World Physiotherapy
- Founded: 1951; 75 years ago
- Type: Non-profit organisation
- Headquarters: Southwark, England
- President: Michel Landry
- CEO: Sidy Dieye
- Website: world.physio
- Formerly called: World Confederation for Physical Therapy (WCPT)

= World Physiotherapy =

International non-profit organisation for physical therapists

World Physiotherapy is the international organisation for physiotherapy World Physiotherapy is the operating name of World Confederation for Physical Therapy (WCPT).

World Physiotherapy is a non-profit organisation, and its previous name (World Confederation for Physical Therapy) is registered as a charity in the United Kingdom. It has been in official relations with the World Health Organization (WHO) since 1952, collaborating on work programmes to improve world health. It works with a wide range of other international bodies and is a member of the World Health Professions Alliance. It has signed a "memorandum of understanding" with the four other members of the World Health Professions Alliance "to enhance their joint collaboration on protecting and investing in the health workforce to provide safe, quality and equitable care in all settings".

==History==

The World Confederation for Physical Therapy was founded in 1951 by 11 national physiotherapy organizations from Australia, Canada, Denmark, Finland, Great Britain, New Zealand, Norway, South Africa, West Germany, Sweden, and the United States.
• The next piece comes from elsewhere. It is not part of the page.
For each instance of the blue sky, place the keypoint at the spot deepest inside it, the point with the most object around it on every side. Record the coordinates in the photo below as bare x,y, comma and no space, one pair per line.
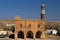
29,9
The first international congress and second general meeting were held in London in 1953, where the first executive committee was elected.

Plans for a name change to "World Physiotherapy" were announced on 28 January 2020: "World Physiotherapy will be used for all externally-facing communications and materials. World Confederation for Physical Therapy will continue to be used for all legal and governance matters." The rebranding was publicised on 30 June 2020.